Le manquement d’une des parties permet à la partie contraire de demander soit que le contrat se poursuivre dans ses propres termes, soit de demander sa résiliation, en ayant droit à une indemnisation de dommages et intérêts.

  • Contrat d’arrhes

En Espagne, le « contrat d’arrhes » est, en réalité, un contrat d’achat et de vente qui comprend un « pacte d’arrhes », c’est-à-dire qu’une certaine quantité du prix (normalement 10 %), considérée comme arrhes pénitentielles, est versée.
Étant donné qu’il s’agit d’arrhes pénitentielles, toute partie peut se dédire librement du contrat. Si c’est l’acheteur qui se dédit, il perd la somme versée au titre d’arrhes Si c’est le vendeur qui se dédit, il devra rembourser le double des arrhes, c’est-à-dire rembourser le montant des arrhes perçues de l’acheteur plus un montant équivalent au titre de « pénitence ». En Espagne, les « arrhes pénales » sont celles qui comportent une clause pénale. Leurs effets sont à mi-chemin entre les arrhes de confirmation et les pénitentielles.
En cas de manquement, la partie ayant manqué à ses engagement doit payer à l’autre la peine établie, mais la partie victime peut, en plus d’obtenir le paiement de la peine, demander soit d’exécuter, soit de résilier le contrat. Ses effets sont à mi-chemin entre le contrat d’argent sérieux et le dépôt de garantie: en cas d’infraction, la partie non conforme doit payer à l’autre partie une pénalité fixe, mais la partie conforme, en plus de recevoir le montant de la pénalité, peut choisir de d’exiger la conformité ou de résilier unilatéralement le contrat.

  • Contrat avec option d’achat

En Espagne, le contrat avec option d’achat est un contrat en vertu duquel la partie qui vend confère à l’acheteuse le pouvoir de décider si elle désire passer ou non un contrat d’achat et de vente, dans un délai et des conditions déterminés.
Si l’acheteur décidait de ne pas exercer cette option, il perd le montant payé au titre de prime d’option. Si l’accordant-vendeur refuse de vendre selon les termes convenus, l’optant-acheteur peut demander que le contrat se poursuive dans ses propres termes ou qu’il soit résilié, en ayant droit à une indemnisation de dommages et intérêts. Si le vendeur-vendeur refuse de vendre aux conditions convenues, le bénéficiaire-acheteur peut choisir entre exiger l’exécution du contrat à ses propres conditions ou demander la résiliation de la même chose avec le droit à une indemnisation pour perte et dommage.
Dans tous les cas, la signature du contrat sous seing privé peut se faire à distance par voie informatique ou par courrier traditionnel. Le document comprend toutes les conditions négociées, le prix, le délai pour sa signature par-devant le notaire, la description de la maison, des meubles et équipements compris, les responsabilités et les frais dérivés de l’achat et la vente.
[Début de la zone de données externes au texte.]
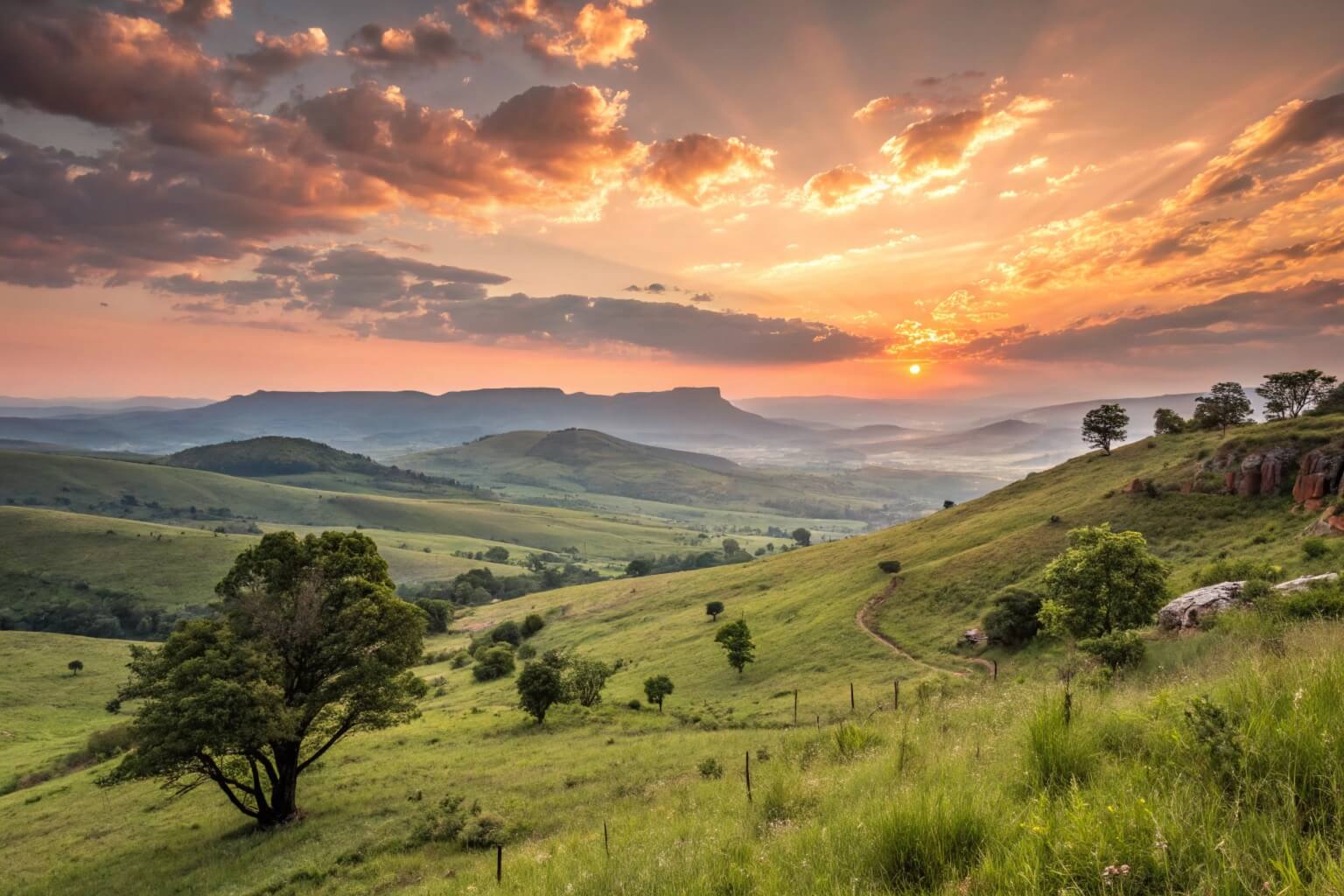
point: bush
(494, 662)
(924, 843)
(1013, 621)
(1116, 650)
(533, 624)
(1314, 549)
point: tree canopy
(311, 645)
(735, 639)
(1226, 404)
(1103, 426)
(1289, 394)
(1103, 582)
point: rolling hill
(958, 739)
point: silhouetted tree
(735, 639)
(1105, 424)
(657, 688)
(1286, 396)
(1226, 404)
(311, 644)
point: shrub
(1116, 650)
(1013, 621)
(851, 740)
(1314, 549)
(533, 624)
(1057, 754)
(494, 662)
(924, 843)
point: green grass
(972, 788)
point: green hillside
(965, 788)
(310, 464)
(586, 461)
(179, 496)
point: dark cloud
(429, 42)
(275, 55)
(115, 72)
(335, 283)
(683, 331)
(1246, 321)
(1274, 145)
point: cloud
(582, 323)
(1294, 136)
(704, 170)
(593, 34)
(275, 55)
(429, 42)
(113, 70)
(336, 283)
(843, 190)
(942, 145)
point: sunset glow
(626, 195)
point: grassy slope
(167, 566)
(90, 485)
(676, 833)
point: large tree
(735, 639)
(311, 645)
(1103, 582)
(1105, 424)
(1289, 394)
(1226, 404)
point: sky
(1062, 199)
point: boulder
(1188, 609)
(1193, 607)
(1320, 474)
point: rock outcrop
(1319, 477)
(1193, 607)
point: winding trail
(867, 620)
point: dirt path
(867, 620)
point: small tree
(538, 688)
(1226, 404)
(584, 679)
(533, 624)
(1105, 582)
(1013, 622)
(1105, 424)
(494, 662)
(657, 688)
(735, 639)
(1167, 422)
(311, 644)
(1289, 394)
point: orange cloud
(704, 170)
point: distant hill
(398, 422)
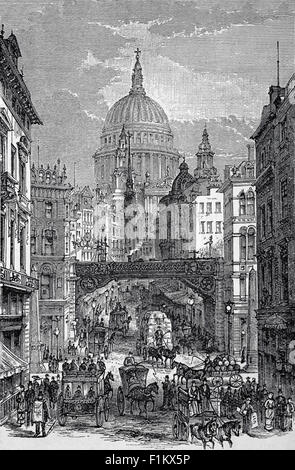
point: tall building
(274, 139)
(50, 198)
(136, 154)
(17, 284)
(240, 259)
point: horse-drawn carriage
(100, 341)
(205, 425)
(119, 320)
(134, 389)
(82, 394)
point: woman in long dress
(269, 406)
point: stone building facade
(17, 283)
(274, 139)
(240, 258)
(50, 197)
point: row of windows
(209, 208)
(207, 227)
(139, 138)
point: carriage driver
(129, 360)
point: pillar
(252, 343)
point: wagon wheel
(175, 426)
(120, 401)
(106, 351)
(106, 409)
(235, 380)
(61, 418)
(217, 381)
(183, 431)
(99, 409)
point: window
(191, 219)
(2, 152)
(284, 273)
(242, 199)
(251, 244)
(46, 286)
(250, 203)
(22, 177)
(48, 210)
(242, 286)
(218, 227)
(22, 247)
(218, 207)
(2, 238)
(284, 198)
(270, 215)
(243, 244)
(262, 220)
(13, 160)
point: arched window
(242, 200)
(251, 243)
(46, 282)
(250, 203)
(243, 243)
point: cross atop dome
(137, 77)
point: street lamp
(191, 302)
(56, 332)
(229, 312)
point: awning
(10, 364)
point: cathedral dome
(136, 108)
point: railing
(16, 278)
(7, 406)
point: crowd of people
(37, 403)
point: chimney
(251, 156)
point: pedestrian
(172, 391)
(246, 411)
(289, 414)
(29, 398)
(83, 365)
(196, 399)
(53, 390)
(21, 406)
(280, 411)
(269, 406)
(66, 366)
(73, 366)
(206, 393)
(165, 386)
(40, 414)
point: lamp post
(56, 332)
(229, 312)
(190, 302)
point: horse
(111, 341)
(108, 389)
(154, 353)
(194, 374)
(204, 432)
(224, 431)
(180, 370)
(169, 354)
(143, 395)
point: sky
(203, 60)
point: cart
(184, 416)
(82, 394)
(131, 377)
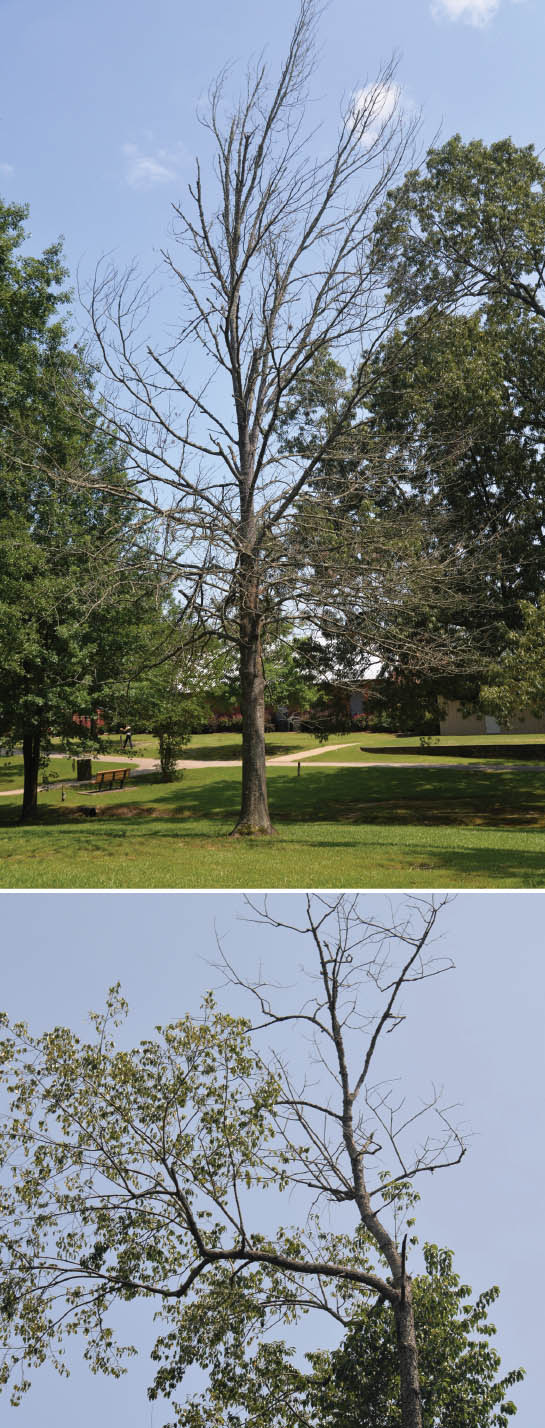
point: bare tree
(353, 1144)
(274, 269)
(154, 1173)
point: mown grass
(377, 827)
(12, 770)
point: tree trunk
(32, 743)
(411, 1403)
(254, 817)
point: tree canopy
(159, 1171)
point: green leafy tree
(470, 224)
(157, 1173)
(517, 681)
(69, 574)
(355, 1385)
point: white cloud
(377, 103)
(472, 12)
(146, 167)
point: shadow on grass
(390, 797)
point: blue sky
(478, 1033)
(97, 113)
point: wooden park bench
(110, 778)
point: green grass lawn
(12, 771)
(370, 827)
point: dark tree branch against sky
(273, 266)
(147, 1173)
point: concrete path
(144, 766)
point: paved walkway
(144, 766)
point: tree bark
(32, 743)
(411, 1403)
(254, 817)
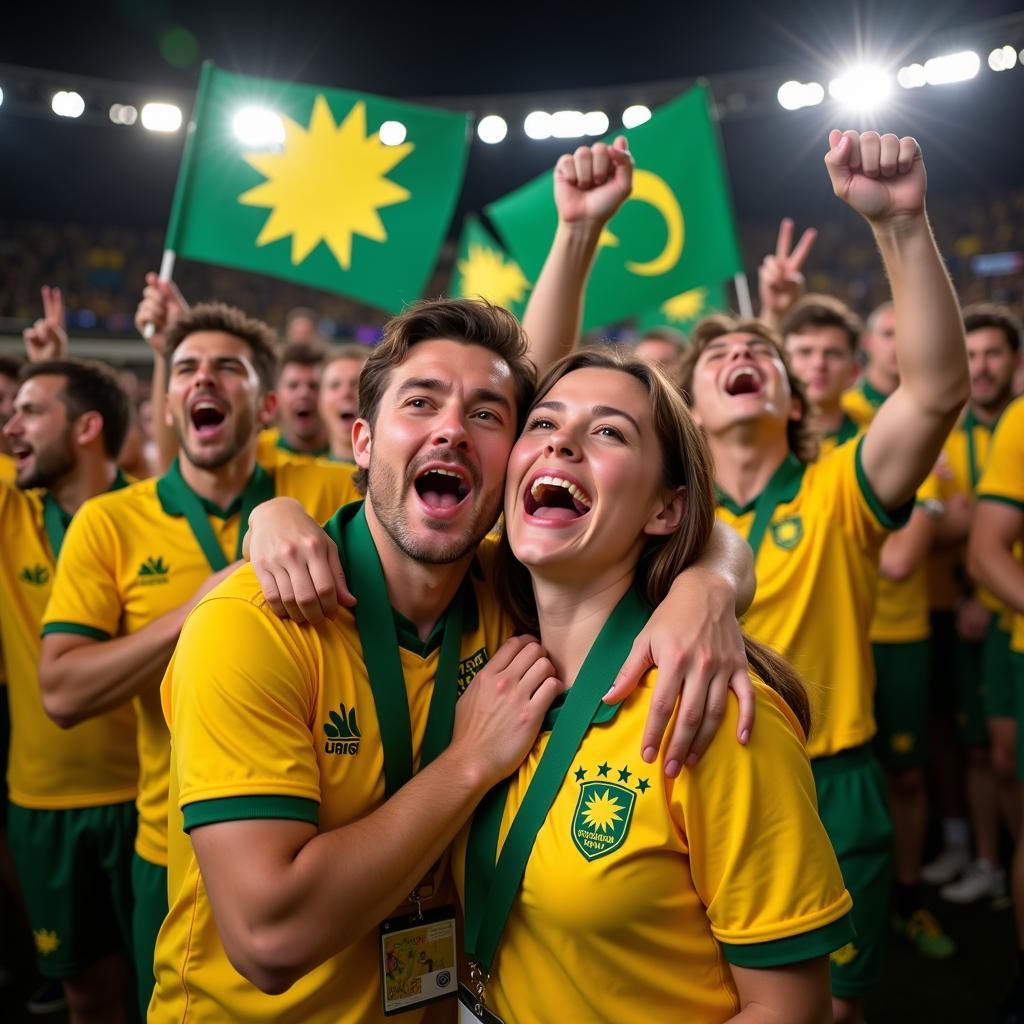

C) L’acte d’achat et de vente

La signature définitive de l’acte d’achat et de vente se fait par-devant un notaire d’Ibiza en présence de toutes les parties ou de leurs représentants légaux. C’est au moment de cette signature qu’a lieu le paiement de la totalité du prix convenu, moins la somme payée au titre de dépôt de garantie. L’acheteur peut choisir le notaire, car c’est lui qui doit assumer les frais de la signature.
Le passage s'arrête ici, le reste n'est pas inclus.